If Harris, or another candidate, ends up at the top of the ticket, does that mean Florida — a state formerly considered a battleground but now essentially written off by Democrats — is back in play for Biden’s party?

Likely not, and Trump could still replicate GOP gains in 2022 and win Miami-Dade County, a Democratic bastion, in November.

“Unfortunately, given the Democrats’ abandonment of Florida, Trump is on track to turn Miami-Dade County into MAGA-Dade county in November,” Miami-based Democratic pollster Fernand Amandi told the Herald Editorial Board.

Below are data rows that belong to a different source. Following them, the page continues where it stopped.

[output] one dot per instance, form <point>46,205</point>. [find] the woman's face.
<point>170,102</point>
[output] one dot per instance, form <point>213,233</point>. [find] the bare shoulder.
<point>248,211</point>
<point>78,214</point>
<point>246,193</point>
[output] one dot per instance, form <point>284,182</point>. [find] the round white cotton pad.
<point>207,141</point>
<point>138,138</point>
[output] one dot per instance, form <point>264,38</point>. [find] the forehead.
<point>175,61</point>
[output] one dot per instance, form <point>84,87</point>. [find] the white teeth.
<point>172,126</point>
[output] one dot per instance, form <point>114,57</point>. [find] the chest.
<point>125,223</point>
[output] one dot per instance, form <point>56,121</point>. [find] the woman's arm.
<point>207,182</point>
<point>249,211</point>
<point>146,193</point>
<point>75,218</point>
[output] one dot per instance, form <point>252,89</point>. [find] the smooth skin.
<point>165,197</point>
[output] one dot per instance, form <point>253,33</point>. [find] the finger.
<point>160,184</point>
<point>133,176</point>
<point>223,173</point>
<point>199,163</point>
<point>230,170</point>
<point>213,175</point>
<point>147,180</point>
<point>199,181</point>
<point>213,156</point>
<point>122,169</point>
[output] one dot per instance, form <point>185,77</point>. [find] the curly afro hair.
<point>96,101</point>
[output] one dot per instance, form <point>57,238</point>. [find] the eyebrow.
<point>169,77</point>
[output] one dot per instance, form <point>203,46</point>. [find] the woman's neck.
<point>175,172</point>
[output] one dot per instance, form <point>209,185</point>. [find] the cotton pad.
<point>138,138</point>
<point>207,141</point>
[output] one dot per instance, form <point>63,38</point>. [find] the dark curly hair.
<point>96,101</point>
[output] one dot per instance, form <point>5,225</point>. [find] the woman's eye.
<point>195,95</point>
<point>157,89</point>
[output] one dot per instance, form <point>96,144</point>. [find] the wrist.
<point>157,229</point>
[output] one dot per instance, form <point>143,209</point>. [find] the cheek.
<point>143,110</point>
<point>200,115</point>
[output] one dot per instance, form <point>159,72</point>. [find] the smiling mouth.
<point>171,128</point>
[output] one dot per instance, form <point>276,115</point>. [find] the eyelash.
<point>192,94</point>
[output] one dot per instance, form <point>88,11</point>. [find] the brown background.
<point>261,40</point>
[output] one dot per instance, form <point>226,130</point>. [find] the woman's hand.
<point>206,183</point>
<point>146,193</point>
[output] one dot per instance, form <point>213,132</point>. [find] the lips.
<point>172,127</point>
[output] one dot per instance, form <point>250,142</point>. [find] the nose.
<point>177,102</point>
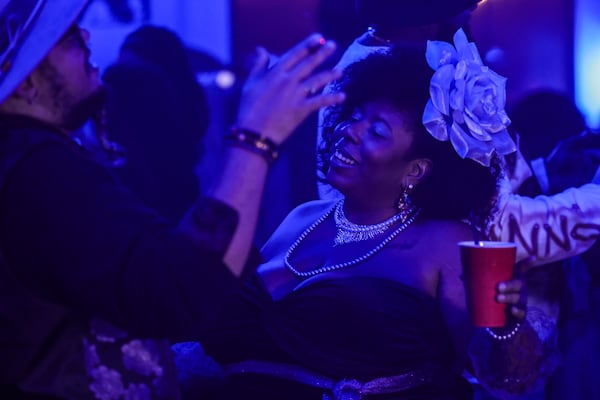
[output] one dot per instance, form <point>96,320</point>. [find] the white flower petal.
<point>504,143</point>
<point>434,122</point>
<point>458,140</point>
<point>476,130</point>
<point>440,53</point>
<point>439,88</point>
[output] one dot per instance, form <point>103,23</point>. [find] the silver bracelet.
<point>505,336</point>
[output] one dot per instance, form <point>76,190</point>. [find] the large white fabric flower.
<point>467,101</point>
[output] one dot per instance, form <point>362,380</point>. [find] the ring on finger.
<point>310,90</point>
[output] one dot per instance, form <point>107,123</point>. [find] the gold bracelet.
<point>253,141</point>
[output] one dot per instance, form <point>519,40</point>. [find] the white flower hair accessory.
<point>467,101</point>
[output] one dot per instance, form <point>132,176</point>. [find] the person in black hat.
<point>85,267</point>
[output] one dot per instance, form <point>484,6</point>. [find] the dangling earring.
<point>405,206</point>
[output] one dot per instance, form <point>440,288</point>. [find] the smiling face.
<point>371,161</point>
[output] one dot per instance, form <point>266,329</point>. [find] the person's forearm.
<point>550,228</point>
<point>241,186</point>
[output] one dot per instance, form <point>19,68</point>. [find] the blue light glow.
<point>587,59</point>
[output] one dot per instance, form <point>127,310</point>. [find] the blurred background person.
<point>159,114</point>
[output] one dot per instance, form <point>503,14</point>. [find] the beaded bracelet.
<point>505,336</point>
<point>253,141</point>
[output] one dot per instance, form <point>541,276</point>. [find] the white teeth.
<point>344,159</point>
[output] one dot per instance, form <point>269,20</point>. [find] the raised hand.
<point>276,100</point>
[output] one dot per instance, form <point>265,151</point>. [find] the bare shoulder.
<point>296,222</point>
<point>444,231</point>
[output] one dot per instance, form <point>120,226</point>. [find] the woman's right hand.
<point>276,100</point>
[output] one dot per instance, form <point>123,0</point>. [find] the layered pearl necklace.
<point>412,215</point>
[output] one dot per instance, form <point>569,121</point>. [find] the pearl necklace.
<point>348,232</point>
<point>328,268</point>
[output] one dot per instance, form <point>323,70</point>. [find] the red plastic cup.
<point>485,264</point>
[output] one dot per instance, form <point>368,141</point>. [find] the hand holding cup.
<point>488,269</point>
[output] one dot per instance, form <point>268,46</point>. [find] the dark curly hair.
<point>455,188</point>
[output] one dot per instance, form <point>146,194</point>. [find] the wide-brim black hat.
<point>403,13</point>
<point>28,31</point>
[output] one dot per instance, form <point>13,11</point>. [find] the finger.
<point>260,62</point>
<point>308,64</point>
<point>517,312</point>
<point>514,285</point>
<point>324,100</point>
<point>297,53</point>
<point>317,82</point>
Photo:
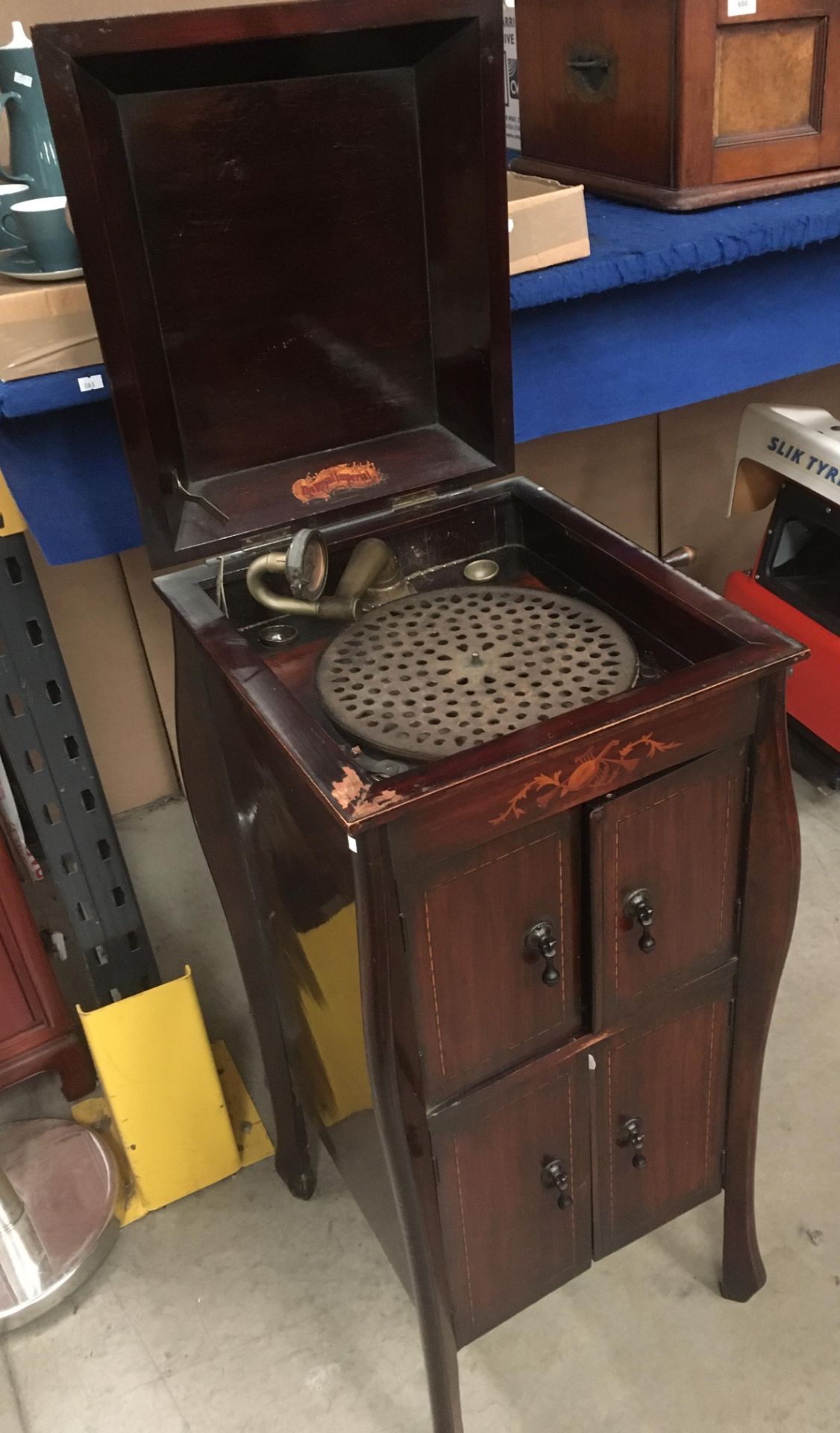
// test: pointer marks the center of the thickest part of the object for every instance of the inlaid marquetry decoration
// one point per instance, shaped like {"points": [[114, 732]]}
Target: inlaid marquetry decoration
{"points": [[342, 478], [594, 771]]}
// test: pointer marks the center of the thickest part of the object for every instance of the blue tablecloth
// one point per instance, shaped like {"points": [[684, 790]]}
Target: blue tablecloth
{"points": [[668, 310]]}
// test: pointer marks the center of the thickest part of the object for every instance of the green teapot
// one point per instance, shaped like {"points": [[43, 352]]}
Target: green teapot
{"points": [[32, 148]]}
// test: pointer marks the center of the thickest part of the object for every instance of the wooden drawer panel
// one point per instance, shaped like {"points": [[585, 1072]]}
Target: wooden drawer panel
{"points": [[483, 1003], [508, 1240], [678, 839], [670, 1076]]}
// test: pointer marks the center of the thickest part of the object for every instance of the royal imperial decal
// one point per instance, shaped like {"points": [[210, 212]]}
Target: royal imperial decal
{"points": [[343, 478]]}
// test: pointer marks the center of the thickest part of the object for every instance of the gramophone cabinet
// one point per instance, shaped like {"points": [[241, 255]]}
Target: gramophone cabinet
{"points": [[510, 856], [681, 104]]}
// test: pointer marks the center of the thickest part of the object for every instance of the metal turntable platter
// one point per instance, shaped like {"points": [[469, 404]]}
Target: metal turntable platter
{"points": [[439, 672]]}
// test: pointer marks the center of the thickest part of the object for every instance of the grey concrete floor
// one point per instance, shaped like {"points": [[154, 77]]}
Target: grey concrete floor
{"points": [[242, 1311]]}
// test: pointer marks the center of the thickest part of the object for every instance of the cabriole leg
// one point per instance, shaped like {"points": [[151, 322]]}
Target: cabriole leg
{"points": [[770, 895]]}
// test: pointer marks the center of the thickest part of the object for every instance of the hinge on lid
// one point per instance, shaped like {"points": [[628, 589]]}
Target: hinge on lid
{"points": [[171, 476], [415, 498]]}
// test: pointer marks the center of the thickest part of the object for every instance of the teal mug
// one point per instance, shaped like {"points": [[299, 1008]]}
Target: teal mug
{"points": [[10, 194], [42, 225], [34, 158]]}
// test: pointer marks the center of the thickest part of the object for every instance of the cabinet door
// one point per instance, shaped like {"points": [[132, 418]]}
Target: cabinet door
{"points": [[504, 1170], [675, 844], [659, 1121], [486, 995], [776, 107]]}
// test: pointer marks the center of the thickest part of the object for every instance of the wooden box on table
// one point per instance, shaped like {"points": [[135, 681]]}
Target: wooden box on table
{"points": [[524, 984], [681, 104]]}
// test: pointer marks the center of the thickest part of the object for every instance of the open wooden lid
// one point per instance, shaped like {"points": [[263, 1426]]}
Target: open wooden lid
{"points": [[292, 225]]}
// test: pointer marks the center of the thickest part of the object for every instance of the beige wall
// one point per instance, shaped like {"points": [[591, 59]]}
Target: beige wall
{"points": [[110, 675]]}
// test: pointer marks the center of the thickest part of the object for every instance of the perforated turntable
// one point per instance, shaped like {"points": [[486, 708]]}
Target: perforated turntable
{"points": [[439, 672]]}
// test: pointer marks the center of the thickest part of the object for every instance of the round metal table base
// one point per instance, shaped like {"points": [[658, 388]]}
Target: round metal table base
{"points": [[59, 1187]]}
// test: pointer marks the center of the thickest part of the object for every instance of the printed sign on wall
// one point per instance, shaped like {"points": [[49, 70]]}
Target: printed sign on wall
{"points": [[511, 78]]}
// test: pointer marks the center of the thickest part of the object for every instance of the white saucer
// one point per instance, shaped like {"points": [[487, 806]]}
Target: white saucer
{"points": [[19, 264]]}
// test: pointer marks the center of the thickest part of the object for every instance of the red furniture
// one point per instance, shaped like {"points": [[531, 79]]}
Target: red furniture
{"points": [[36, 1032]]}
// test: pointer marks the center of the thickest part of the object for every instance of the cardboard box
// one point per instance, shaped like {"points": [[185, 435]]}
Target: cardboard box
{"points": [[547, 222], [45, 328]]}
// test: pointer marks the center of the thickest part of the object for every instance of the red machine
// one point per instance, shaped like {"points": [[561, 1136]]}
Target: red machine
{"points": [[792, 458]]}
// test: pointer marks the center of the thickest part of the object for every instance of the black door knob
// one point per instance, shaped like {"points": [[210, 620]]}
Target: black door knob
{"points": [[639, 906], [555, 1177], [541, 940], [633, 1135]]}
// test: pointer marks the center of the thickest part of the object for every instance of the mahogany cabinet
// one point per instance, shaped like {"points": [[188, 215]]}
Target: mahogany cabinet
{"points": [[681, 104], [519, 989], [36, 1032]]}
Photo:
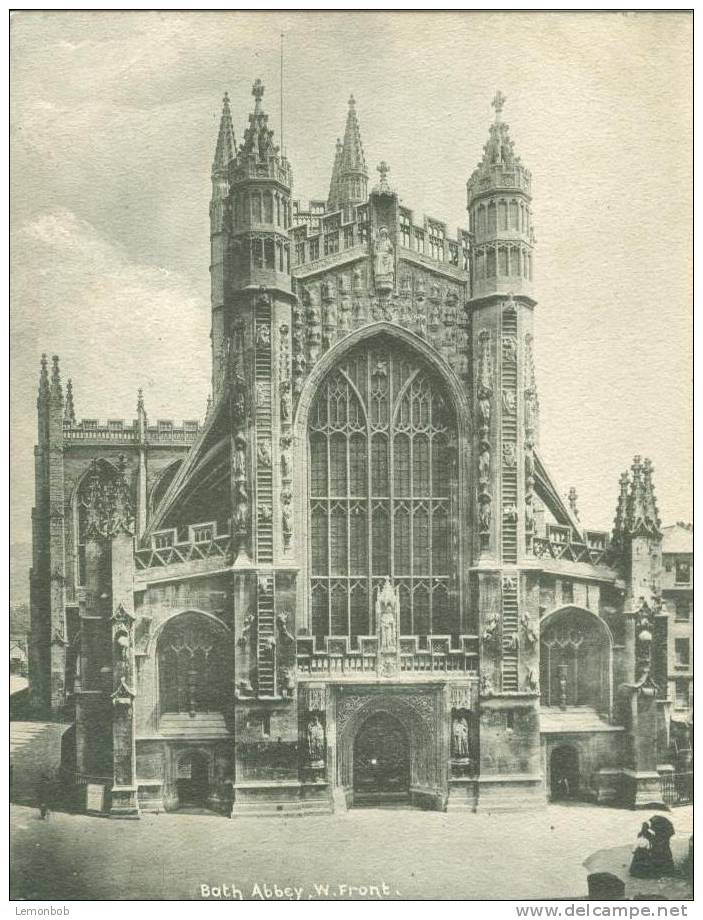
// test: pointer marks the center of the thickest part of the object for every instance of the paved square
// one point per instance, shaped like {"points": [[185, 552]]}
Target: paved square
{"points": [[417, 854]]}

If Harris is picked the nominee at the Democratic National Convention, there’s no guarantee that she can win the White House — and the former president campaign’s on Sunday was quick to paint her as too liberal. Harris has her own issues to overcome — recent polling shows she is as unpopular as Biden.

But Democrats running down the ballot, in local, legislative and congressional races in South Florida and beyond, might have a fighting chance if their candidacy is not tied to an unpopular incumbent president.

As a former prosecutor, Harris has shown she is equipped to make the case for democracy and quash Trump’s antidemocratic strongman tendencies that have only gotten more intense since he won that first term in 2016. Biden failed to do that effectively at the presidential debate almost a month ago.

Harris showed she was capable to make a strong case against the former president as a U.S. senator during Trump impeachment hearings. And as vice president, she rose to be among the fiercest supporters of women’s reproductive rights after the Supreme Court that Trump packed with three conservative justices took away an almost half century right to allow abortions nationwide.

Biden struggled to articulate his stance on reproductive rights during the debate.

As the potential nominee, Harris could also be a boost for the fight over abortion rights taking place in Florida. Amendment 4, on ballot in November, would undo the state’s draconian six-week ban and make abortions legal up to the point of viability, which is usually at 24 weeks.

Harris visited Florida in May to talk about the issue and make the case that Trump is to blame for the end of Roe v. Wade. Republicans sense that abortion is a volatile issue for them — the issue barely came up during the Republican National Convention. Trump has tried to soften his stance on the matter.

Biden’s exit from the presidential race is historic. Florida might be too far gone for Democrats to carry it in November, but that doesn’t mean that the president’s decision to drop out isn’t going to help shake things up down the ballot.